Égologie

Attention, pamphlet ! Dans Égologie, la journaliste Aude Vidal dénonce l’individualisme au sein du mouvement écolo actuel.
Si « l’égologie » dénoncée par Aude Vidal est à la mode, c’est qu’elle s’enracine selon elle dans l’individualisme, au cœur de la dynamique de nos sociétés libérales. Les plus atteints par ce mal croient que le changement global passe uniquement par le changement des comportements individuels. Croire cela est très confortable quand on a les moyens de « changer » : quand on peut se payer une Tesla, télétravailler, ou « changer de vie » pour être plus « cohérent ». C’est très valorisant d’être (ou de se croire) écolo quand on est riche. Pour les autres, ceux qui subissent le plus les contraintes de la machinerie sociale, cela peut être par contre très culpabilisant, car en égologie, « celui qui ne fait pas sa part » est seul coupable de tous les malheurs du monde, à commencer par le sien : chacun est
responsable de soi-même.

L’égologie ne conforte pas seulement l’ordre bourgeois (je suis écolo parce que je m’en donne plus les moyens que les autres, tout comme je suis riche parce que je me suis donné plus les moyens que les autres).

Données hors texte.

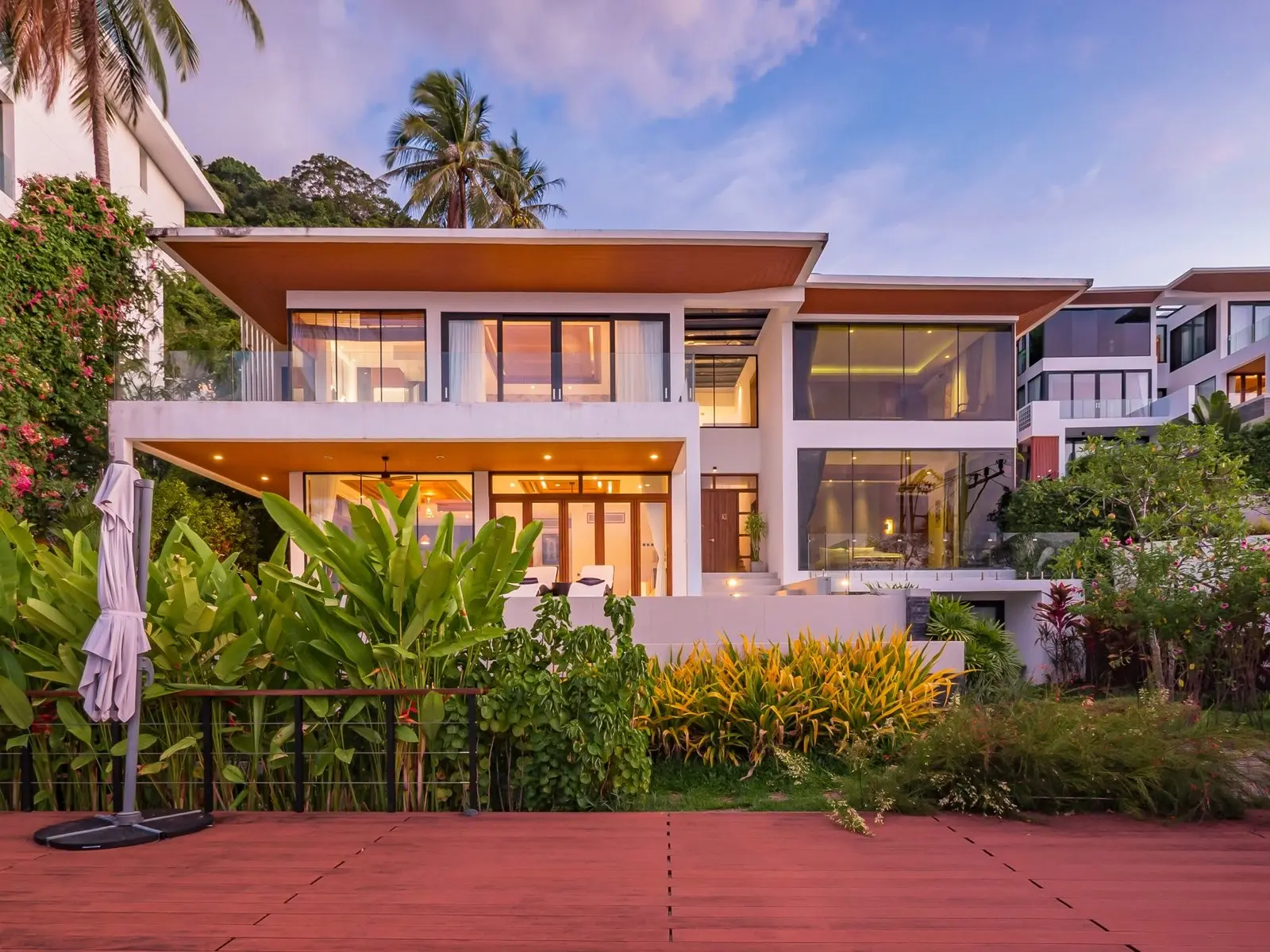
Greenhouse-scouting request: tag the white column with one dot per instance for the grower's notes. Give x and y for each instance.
(296, 494)
(480, 499)
(432, 353)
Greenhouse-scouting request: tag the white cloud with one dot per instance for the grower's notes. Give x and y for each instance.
(329, 67)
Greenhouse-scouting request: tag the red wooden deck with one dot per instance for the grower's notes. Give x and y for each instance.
(724, 881)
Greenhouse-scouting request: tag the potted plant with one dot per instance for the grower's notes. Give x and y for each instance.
(756, 527)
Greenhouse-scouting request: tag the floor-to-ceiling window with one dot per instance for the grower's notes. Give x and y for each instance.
(903, 372)
(899, 509)
(359, 357)
(329, 497)
(556, 359)
(615, 520)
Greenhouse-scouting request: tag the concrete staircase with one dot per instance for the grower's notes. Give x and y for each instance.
(740, 584)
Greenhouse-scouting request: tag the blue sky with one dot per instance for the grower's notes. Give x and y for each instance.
(1122, 140)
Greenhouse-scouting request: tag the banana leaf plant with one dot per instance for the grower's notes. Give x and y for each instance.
(393, 619)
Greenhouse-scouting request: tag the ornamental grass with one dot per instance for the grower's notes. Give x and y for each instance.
(738, 704)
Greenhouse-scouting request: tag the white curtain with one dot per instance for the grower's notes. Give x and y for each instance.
(467, 362)
(321, 498)
(654, 520)
(639, 348)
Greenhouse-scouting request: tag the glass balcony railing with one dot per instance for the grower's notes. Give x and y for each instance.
(1102, 409)
(8, 178)
(543, 378)
(287, 376)
(1245, 336)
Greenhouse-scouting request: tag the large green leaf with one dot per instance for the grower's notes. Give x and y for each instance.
(14, 704)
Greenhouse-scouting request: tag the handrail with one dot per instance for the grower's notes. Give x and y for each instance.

Aude Vidal la déniche aussi dans le discours petit-bourgeois prônant « l’autonomie », qui « cache une volonté de toute-puissance individuelle, réclamée plus fortement par des groupes sociaux qui ont déjà une prise matérielle et symbolique plus forte sur leur environnement. »

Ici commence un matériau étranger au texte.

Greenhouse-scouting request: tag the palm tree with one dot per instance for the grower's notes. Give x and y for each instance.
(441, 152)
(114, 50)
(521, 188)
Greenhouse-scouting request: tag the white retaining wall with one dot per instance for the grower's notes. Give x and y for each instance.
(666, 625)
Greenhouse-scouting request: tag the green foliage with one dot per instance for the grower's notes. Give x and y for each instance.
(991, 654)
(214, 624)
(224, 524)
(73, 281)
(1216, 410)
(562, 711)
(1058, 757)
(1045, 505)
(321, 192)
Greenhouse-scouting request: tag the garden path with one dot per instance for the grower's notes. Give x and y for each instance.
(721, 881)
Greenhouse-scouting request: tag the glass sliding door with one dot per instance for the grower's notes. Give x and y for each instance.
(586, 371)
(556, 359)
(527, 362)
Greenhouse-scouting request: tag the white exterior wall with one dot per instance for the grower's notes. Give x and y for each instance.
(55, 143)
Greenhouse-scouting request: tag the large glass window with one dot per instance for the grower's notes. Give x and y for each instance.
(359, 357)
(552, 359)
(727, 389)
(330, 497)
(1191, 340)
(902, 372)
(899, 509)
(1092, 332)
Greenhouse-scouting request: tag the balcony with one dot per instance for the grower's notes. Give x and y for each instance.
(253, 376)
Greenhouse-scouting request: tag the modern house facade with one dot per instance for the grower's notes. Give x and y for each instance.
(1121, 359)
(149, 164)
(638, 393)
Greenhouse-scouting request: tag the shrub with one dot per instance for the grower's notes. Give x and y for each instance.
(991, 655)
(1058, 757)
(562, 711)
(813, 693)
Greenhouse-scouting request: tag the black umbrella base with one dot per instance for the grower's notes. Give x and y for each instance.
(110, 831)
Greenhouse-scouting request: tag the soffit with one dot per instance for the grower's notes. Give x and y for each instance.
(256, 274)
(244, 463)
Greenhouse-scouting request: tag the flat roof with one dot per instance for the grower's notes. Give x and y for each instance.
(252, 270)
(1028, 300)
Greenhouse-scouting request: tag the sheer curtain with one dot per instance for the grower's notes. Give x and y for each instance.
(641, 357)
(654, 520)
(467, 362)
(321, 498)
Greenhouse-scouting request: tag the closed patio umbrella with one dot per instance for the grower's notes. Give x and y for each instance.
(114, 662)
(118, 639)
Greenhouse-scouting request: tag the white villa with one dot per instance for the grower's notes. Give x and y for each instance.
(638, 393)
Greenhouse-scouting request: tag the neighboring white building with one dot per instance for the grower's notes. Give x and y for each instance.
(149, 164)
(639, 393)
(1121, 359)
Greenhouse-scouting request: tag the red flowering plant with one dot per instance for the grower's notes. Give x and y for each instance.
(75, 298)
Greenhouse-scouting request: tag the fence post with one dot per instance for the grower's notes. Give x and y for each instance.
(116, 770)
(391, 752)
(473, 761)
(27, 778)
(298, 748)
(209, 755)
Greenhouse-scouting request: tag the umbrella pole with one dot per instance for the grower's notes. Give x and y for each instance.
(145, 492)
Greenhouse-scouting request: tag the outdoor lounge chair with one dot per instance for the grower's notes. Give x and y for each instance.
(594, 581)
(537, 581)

Et de faire le rapprochement entre le Do it yourself et Ikea, en complet décalage avec l’autonomie prônée par le philosophe Castoriadis par exemple.
Plus loin, elle voit la lutte des classes dans certains jardins partagés des grandes métropoles : « Est-il décent d’utiliser la terre comme bac à sable quand d’autres pourraient en avoir l’usage pour cultiver de quoi manger ? » Et de souligner qu’il est facile d’adopter
des pratiques « non productives » quand on ne dépend pas des produits du jardin.

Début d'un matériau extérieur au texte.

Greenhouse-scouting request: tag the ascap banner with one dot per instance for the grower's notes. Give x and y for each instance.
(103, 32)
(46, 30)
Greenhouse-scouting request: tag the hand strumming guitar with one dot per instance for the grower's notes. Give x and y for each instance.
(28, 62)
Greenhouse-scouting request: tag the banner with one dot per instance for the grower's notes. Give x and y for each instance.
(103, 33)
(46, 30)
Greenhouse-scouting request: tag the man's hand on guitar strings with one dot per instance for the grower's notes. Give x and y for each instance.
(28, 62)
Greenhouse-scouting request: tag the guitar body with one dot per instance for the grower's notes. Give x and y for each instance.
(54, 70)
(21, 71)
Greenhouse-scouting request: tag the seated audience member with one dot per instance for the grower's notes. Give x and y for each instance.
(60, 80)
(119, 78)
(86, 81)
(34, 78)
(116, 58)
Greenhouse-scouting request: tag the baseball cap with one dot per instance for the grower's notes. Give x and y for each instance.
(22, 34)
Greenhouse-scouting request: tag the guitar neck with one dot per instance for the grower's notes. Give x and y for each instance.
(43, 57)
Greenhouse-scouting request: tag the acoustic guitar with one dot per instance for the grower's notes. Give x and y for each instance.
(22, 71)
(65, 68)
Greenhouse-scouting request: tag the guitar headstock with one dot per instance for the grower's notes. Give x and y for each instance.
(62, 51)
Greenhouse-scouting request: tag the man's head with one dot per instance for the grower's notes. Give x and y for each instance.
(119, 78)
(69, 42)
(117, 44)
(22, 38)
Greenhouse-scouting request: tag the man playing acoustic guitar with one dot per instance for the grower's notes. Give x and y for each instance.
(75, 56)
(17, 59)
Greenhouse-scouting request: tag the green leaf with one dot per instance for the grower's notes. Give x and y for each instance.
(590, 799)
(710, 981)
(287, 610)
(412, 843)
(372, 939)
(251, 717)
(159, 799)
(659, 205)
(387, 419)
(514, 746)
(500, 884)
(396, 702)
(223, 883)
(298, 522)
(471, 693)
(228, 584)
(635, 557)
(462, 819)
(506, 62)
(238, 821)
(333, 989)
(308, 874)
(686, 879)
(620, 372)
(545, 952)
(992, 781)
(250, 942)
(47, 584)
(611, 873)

Alors que faire ? Arrêter toute « alternative » ? Ce n’est pas le propos du livre. Aude Vidal nous invite à prendre du recul sur ces initiatives concrètes et à les considérer non pas comme des fins « pour les bienfaits immédiats quelles apportent », mais comme des moyens pour, à terme, « remplacer le vieux monde ». Pour construire un nouveau monde dans lequel « les obligations réciproques tissent des liens qui libèrent ».

Article paru dans l’âge de faire d’avril 2023.